The most valuable commodity
Updated: Apr 27
When we think of commodities, we usually think of gold, diamonds, oil, food and other tangible goods. It's rightfully so that those things would come to the forefront of our minds especially when value is measured by the almighty dollar. The value of these commodities constantly fluctuate and a person could lose it all and then turn around and gain all back in a matter of months, or years. If something can so easily be lost and regained, then is it really valuable? Outside of a living organism, the one most valuable commodity that I consider that can't be replaced is time. Time to me is the most valuable commodity because once it's gone, that moment, hour, or year will never be the same, and the most successful people in business understand this principle. How you spend your time determines how successful you will be in business, in your relationships, and with your finances. I recently just watched a YouTube video and the vlogger caught my ear with this statement about entertaining, educating and finding a balance. If you pay attention closely a lot of people want a lot of things in life but only a small percentage are willing to devote the time to do anything about it.

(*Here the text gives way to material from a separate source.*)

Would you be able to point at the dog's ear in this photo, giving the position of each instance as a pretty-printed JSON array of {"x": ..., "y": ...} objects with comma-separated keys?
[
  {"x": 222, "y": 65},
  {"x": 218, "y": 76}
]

People will spend hours upon hours being entertained on FB, YouTube, video games, and television. I personally don't think there's nothing wrong enjoying these things, but how much valuable time do we give to be entertained? Not everyone wants to be a multi millionaire, but I believe the majority of people would like to have the money to do what they would like to do, whenever they want to do it. The reality is that it's going to take time to earn money to exchange for goods and services or time to trade for goods and services. As a coach I'm always intrigued to how clients spend their time, not to judge them but out of curiosity on how to best help them get the results that they want. One time I was working with a client, I was able to pull back the curtain and expose the time thief, the client was shocked at how much time they had given daily to a certain behavior which then led down another rabbit hole of avoidance. It's easy to give your time to an activity and loose yourself in it because you're avoiding ownership of your personal or career responsibilities. The problem masked itself as mismanagement of time but in actuality it was deeper. It is only when we look back and realize that we could be so much further if we hadn't wasted that time. So how do you avoid wasting time? First you have to be honest with yourself. Secondly you need to find a coach, a mentor to hold you accountable to see when or if you have started on that task. Third learn to tell yourself "no". Self discipline is the hardest, because the pull towards avoiding doing the task may be an ingrained behavioral trait. Fourth get in an environment that will inspire and motivate you to stay on task. If you can't stay disciplined at home then work at the office or study at the library. Consistently try these things out and see what kind of results you will yield. We all have have a finite amount of time, and no one knows how much sand we have left in our glass, so make the best of it.